Regarding agriculture, the livestock and plant-based debate is certain to be prolonged. Considering human evolution, it is likely that the best diet for humans does include some animal foods. The optimum amount of animal food is yet to be definitively determined. It may not be very much but will depend on the nutrient balance of the rest of the diet. It is possible that non-meat products such as insects [cricket] [86] could play a bigger part in diet, but the environmental impact of large-scale insect farming would need to be assessed. There should be no argument against animal farming being humane and directed to optimising the nutritional value of the meat. Regenerative farming practices [153] should be promoted, reforestation and revegetation, and ecosystem regeneration or rewilding of environmentally degraded land should be encouraged [154,155]. There are many innovations, using drones, satellite, AI, and new sensors [156-158], that can be incorporated into plant food production and soil health monitoring, which can improve yield and nutrient quality, and reduce waste in the production process. Recycling the cellulose in grapevine pruning’s to make packaging has been reported [159]. This packaging is fully biodegradable and is a promising avenue for future research. Reducing food miles and promoting “Farm to plate” can reduce costs, emissions, and road wear, as well as enhancing food freshness and quality [160].

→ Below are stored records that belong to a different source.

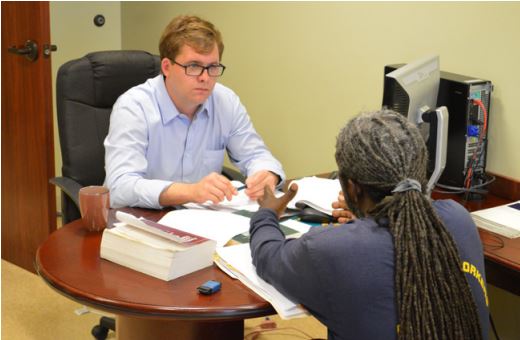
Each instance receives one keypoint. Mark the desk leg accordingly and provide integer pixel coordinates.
(133, 328)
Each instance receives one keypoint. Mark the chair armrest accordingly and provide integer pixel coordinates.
(233, 175)
(69, 186)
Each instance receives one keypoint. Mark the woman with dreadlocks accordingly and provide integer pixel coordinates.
(404, 268)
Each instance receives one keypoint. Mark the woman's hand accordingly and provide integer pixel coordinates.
(277, 204)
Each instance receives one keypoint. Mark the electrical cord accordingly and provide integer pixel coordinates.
(460, 190)
(493, 327)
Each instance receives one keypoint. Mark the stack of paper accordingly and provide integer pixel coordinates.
(238, 202)
(315, 192)
(503, 220)
(237, 260)
(216, 225)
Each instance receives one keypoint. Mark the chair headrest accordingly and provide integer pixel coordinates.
(99, 78)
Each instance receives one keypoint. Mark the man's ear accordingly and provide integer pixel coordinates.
(166, 66)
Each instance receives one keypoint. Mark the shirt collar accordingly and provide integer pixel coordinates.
(167, 108)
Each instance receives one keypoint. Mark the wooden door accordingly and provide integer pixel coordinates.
(28, 200)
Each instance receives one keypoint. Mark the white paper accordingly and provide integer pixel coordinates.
(216, 225)
(318, 193)
(239, 257)
(503, 220)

From a scientific viewpoint, efforts should be made to reduce pollutant chemical and microplastics in the environment. There is good evidence that they affect human cellular processes and health, but this has not been widely accepted in the political sphere. Ultimately it is likely to require legislation, but will undoubtedly face the same lobbying, socioeconomic, and political barriers that confront the changing of industrial food production and marketing.
Progress has been made in curtailing fossil fuel greenhouse gas emissions. Renewable energy from hydro, solar, and wind are the main sources, with biofuels being a smaller proportion [161]. Global warming is still progressing, and the environmental and greenhouse gas implications of extracting the resources for renewable energy infrastructure, as well as lifecycle and recycling of the infrastructure [162] still influence greenhouse gas emissions. Nevertheless, it is important progress and perhaps will be overtaken by nuclear fusion at some time in the future [127].
“If you want to make small changes, change how you do things. If you want to make big changes, change how you see things”, Don Campbell, Canadian rancher [163]. In “The Rational Optimist”, Ridley M [164] trusts in human ingenuity to find solutions to humanity’s problems. We have already identified the problems we face as a society, and solutions are visible. But will we enact the solutions in time?